Goldman Sachs, alongside other entities, argues that Japanese businesses are poised to evolve into attractive collaborators for American manufacturing. American industry, conversely, is presently striving to more closely mirror Japan’s existing configuration. It is noteworthy that the most substantial investment endeavor to date under the US-Japan trade agreement is an enormous gas turbine plant in the United States — designed to meet AI’s energy requirements, yet almost certainly reliant on Japanese equipment and expertise.
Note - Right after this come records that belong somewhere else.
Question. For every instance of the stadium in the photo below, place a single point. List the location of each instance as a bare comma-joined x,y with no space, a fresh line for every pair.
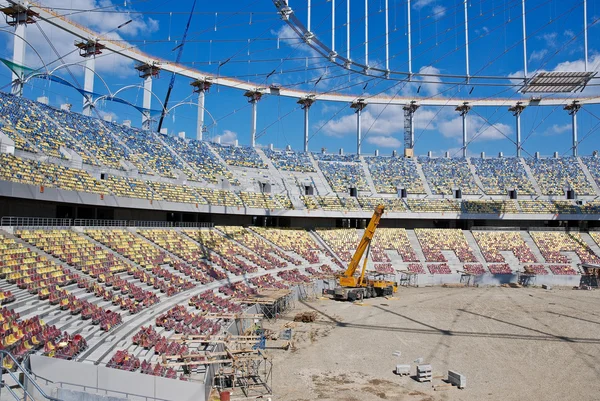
175,224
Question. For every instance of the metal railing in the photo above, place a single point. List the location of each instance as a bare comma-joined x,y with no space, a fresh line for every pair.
19,368
45,222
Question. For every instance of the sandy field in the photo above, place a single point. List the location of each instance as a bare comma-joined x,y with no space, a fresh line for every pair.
510,343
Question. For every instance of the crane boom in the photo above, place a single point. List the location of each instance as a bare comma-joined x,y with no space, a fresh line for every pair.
348,279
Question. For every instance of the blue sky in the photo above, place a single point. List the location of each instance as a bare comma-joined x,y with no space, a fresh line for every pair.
256,42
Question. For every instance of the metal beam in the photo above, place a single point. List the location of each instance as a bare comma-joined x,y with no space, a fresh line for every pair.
305,105
517,110
572,109
463,110
358,105
130,52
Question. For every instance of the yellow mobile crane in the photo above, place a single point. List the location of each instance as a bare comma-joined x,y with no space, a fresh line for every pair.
376,284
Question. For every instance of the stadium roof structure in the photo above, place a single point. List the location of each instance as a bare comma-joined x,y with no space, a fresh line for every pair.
558,82
52,17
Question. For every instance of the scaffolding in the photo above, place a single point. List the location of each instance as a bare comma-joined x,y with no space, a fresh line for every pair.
408,278
527,277
237,362
271,302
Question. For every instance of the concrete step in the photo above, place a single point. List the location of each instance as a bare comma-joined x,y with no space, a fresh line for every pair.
587,174
589,241
416,245
474,246
423,179
363,165
532,246
531,177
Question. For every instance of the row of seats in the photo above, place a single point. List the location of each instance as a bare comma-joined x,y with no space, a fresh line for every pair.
434,241
290,161
198,155
446,174
492,242
393,173
341,176
239,156
552,244
499,175
185,248
554,175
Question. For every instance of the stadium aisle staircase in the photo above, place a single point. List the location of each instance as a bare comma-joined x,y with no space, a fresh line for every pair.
533,246
536,186
475,176
422,177
365,168
474,246
416,245
590,242
587,174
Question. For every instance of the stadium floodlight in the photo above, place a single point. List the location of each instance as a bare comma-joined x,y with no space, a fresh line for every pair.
558,82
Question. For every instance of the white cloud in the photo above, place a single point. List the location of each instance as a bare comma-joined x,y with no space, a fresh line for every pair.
549,38
104,23
557,129
477,129
420,4
538,55
384,141
227,137
438,11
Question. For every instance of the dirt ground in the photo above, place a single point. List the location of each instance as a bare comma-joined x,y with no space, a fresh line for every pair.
510,343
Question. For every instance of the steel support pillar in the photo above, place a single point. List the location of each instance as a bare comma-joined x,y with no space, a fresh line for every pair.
358,105
305,104
201,87
18,58
409,126
463,110
89,50
147,72
517,110
147,105
253,97
572,109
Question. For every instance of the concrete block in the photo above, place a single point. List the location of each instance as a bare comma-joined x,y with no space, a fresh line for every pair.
402,370
457,379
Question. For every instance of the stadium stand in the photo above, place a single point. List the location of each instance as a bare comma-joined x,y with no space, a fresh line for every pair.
220,197
290,161
91,134
489,206
259,200
129,187
343,242
201,159
492,242
499,175
239,156
390,204
25,118
548,207
391,173
292,240
100,264
393,239
342,176
551,244
445,174
184,248
433,205
433,241
554,175
149,150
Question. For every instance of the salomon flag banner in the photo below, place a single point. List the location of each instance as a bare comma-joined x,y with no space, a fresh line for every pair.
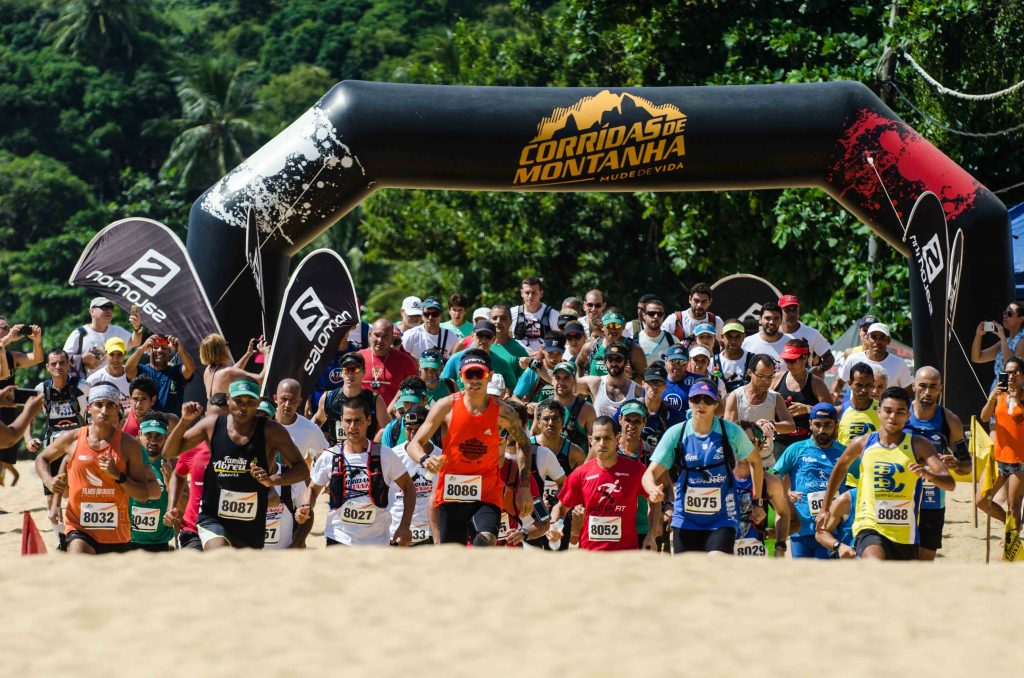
741,296
140,262
318,309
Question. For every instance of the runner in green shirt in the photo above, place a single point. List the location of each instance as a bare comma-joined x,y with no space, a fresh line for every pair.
147,530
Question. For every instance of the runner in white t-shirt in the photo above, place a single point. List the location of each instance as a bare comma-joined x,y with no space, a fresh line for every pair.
357,475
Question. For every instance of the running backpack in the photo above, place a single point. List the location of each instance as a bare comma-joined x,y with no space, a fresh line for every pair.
339,474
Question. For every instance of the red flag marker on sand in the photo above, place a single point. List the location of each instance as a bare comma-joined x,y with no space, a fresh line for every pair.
32,541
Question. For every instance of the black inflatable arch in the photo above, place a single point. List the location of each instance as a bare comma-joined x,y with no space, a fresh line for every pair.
361,136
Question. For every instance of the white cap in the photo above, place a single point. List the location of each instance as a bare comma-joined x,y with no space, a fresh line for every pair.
700,350
497,385
412,306
879,327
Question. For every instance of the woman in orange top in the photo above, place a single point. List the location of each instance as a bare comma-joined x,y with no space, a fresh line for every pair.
468,495
1008,406
104,467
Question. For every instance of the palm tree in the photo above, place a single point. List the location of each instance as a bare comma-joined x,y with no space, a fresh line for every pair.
215,132
96,29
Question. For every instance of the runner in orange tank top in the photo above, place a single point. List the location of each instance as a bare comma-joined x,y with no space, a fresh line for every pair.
468,494
104,468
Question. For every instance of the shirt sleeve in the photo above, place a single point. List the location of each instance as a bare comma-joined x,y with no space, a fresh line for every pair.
665,453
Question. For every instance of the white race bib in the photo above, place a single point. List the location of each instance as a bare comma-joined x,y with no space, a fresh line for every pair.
750,546
704,501
358,511
96,515
815,500
143,519
894,512
238,505
604,528
463,488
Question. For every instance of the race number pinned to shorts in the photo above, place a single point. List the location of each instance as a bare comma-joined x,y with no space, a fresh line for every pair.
604,528
358,511
894,512
704,501
143,519
750,546
97,515
815,500
237,505
463,488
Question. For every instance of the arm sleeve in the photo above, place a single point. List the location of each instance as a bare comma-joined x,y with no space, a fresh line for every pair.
665,453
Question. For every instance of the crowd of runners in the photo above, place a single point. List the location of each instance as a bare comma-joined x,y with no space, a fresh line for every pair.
524,425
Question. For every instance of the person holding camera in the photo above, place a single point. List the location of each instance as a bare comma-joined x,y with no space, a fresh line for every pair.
1009,332
1006,404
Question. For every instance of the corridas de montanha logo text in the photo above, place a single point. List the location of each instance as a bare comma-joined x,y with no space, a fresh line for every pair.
604,137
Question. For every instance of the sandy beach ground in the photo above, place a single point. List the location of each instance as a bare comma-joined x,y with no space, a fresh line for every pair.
453,611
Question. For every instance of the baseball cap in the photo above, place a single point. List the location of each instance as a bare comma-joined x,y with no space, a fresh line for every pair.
794,352
431,361
867,320
352,357
655,373
564,366
677,352
115,344
633,408
485,326
410,395
497,385
554,342
700,350
573,327
613,318
823,411
879,327
415,415
244,387
412,306
704,387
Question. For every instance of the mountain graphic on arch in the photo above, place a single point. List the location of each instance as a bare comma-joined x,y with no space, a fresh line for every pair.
602,110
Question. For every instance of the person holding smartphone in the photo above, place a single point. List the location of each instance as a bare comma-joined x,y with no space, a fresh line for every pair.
1006,404
1010,332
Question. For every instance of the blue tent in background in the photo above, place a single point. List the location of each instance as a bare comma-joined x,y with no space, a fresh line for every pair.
1017,229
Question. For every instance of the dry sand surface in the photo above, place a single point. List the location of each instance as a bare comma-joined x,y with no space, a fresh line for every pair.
453,611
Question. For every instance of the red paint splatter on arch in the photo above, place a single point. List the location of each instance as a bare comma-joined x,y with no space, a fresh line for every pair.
908,166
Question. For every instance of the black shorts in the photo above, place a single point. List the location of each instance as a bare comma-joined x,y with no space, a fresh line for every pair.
461,522
930,524
100,549
187,540
152,548
722,539
894,550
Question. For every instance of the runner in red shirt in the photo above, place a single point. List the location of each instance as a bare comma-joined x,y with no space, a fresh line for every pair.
469,489
608,486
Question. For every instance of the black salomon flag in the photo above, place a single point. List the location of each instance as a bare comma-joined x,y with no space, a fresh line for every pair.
318,309
140,262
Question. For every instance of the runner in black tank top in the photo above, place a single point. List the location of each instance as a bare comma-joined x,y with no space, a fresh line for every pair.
229,490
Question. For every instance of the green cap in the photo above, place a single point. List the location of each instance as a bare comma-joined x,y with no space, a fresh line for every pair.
244,387
611,318
153,426
633,408
565,366
411,395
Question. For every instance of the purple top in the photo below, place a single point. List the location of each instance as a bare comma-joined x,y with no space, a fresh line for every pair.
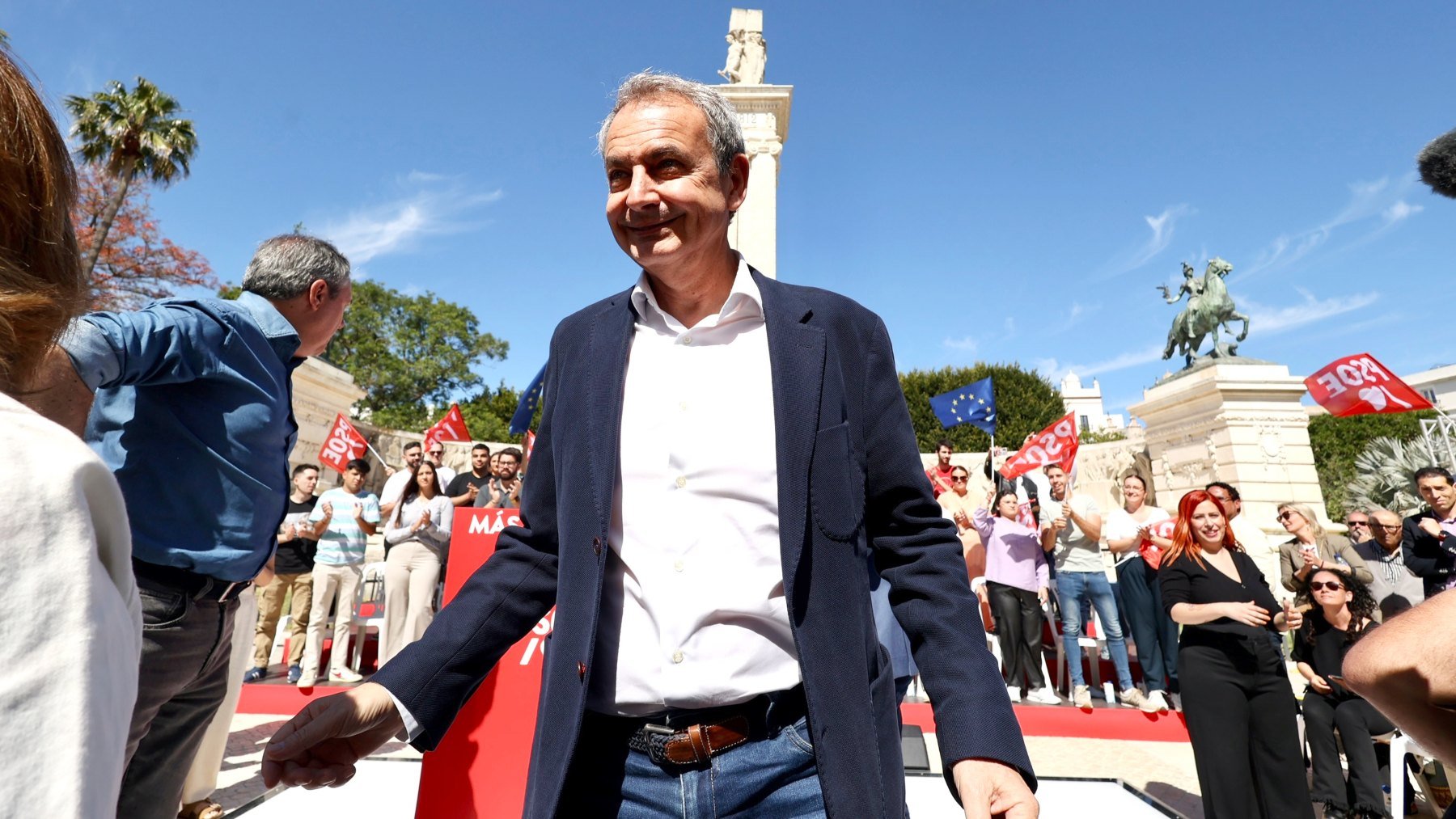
1014,553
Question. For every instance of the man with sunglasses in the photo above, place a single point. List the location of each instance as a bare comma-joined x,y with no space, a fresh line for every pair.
1395,588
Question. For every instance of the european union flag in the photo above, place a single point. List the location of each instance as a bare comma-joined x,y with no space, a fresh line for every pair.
973,403
522,420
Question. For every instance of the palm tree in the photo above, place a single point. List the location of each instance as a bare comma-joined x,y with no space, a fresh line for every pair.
129,134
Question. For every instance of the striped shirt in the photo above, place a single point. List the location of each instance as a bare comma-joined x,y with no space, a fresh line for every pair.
342,543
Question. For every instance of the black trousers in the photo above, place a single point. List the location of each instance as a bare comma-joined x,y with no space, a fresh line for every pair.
1241,720
1357,722
1018,630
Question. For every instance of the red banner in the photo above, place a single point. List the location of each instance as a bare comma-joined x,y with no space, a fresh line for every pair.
480,764
449,428
1056,444
1359,384
342,444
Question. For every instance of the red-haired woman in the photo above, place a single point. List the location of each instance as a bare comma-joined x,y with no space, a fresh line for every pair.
1235,693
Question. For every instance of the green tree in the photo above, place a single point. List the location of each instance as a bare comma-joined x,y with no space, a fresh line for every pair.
1339,441
129,134
411,353
1026,403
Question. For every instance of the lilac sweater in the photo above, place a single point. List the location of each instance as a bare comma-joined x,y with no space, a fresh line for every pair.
1014,556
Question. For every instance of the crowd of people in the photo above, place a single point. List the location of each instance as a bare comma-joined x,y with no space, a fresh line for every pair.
772,695
1206,622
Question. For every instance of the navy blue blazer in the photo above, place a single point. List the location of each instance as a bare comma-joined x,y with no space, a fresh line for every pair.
851,483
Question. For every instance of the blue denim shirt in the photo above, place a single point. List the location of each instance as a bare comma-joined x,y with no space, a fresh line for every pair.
194,415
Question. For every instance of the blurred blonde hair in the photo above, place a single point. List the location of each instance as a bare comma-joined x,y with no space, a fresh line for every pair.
41,281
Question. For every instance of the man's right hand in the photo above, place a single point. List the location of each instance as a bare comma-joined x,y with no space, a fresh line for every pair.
320,745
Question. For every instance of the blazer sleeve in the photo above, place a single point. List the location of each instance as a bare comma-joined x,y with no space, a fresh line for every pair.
919,553
437,673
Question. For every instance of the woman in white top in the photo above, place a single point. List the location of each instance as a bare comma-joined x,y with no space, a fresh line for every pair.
415,540
70,618
1128,531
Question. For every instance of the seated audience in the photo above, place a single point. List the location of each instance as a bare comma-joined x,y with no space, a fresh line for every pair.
70,618
1015,587
1344,613
415,542
1312,547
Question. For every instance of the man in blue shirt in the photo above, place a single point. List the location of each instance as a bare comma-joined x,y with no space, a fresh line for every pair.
200,391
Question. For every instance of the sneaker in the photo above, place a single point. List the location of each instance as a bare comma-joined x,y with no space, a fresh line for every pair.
344,675
1082,697
1157,699
1043,697
1133,699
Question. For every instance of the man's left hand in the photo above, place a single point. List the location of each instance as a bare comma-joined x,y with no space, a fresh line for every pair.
993,789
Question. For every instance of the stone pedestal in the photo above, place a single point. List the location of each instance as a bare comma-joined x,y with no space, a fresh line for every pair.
1241,424
764,112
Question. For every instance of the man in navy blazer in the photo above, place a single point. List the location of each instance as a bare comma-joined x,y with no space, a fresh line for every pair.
779,700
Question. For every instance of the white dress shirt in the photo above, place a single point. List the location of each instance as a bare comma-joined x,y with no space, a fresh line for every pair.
693,611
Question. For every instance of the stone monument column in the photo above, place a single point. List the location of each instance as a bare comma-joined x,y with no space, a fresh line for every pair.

The ability to dictate prices now held by the semiconductor sector, Smithers observes, has been bestowed upon Japanese specialized material manufacturers such as Mitsui Kinzoku, Nittobo, and Dowa. These entities create goods that scarcely any other companies can duplicate precisely to the specifications demanded by cutting-edge production methods, including AI processors. “Markets previously valued in millions are beginning to command billions, and profit margins, which might have been around 10 percent, are projected to exceed 25 percent,” he states. He further notes that supply chain constraints, currently not apparent, will soon manifest and are frequently managed by Japanese Halo enterprises.
Considerable peril exists here. The Halo strategy might vanish, consequently nullifying this affirmation of what Japan has persevered for years to protect. Currently, it ought to embrace its Halo status with dignity, but refrain from becoming self-righteous.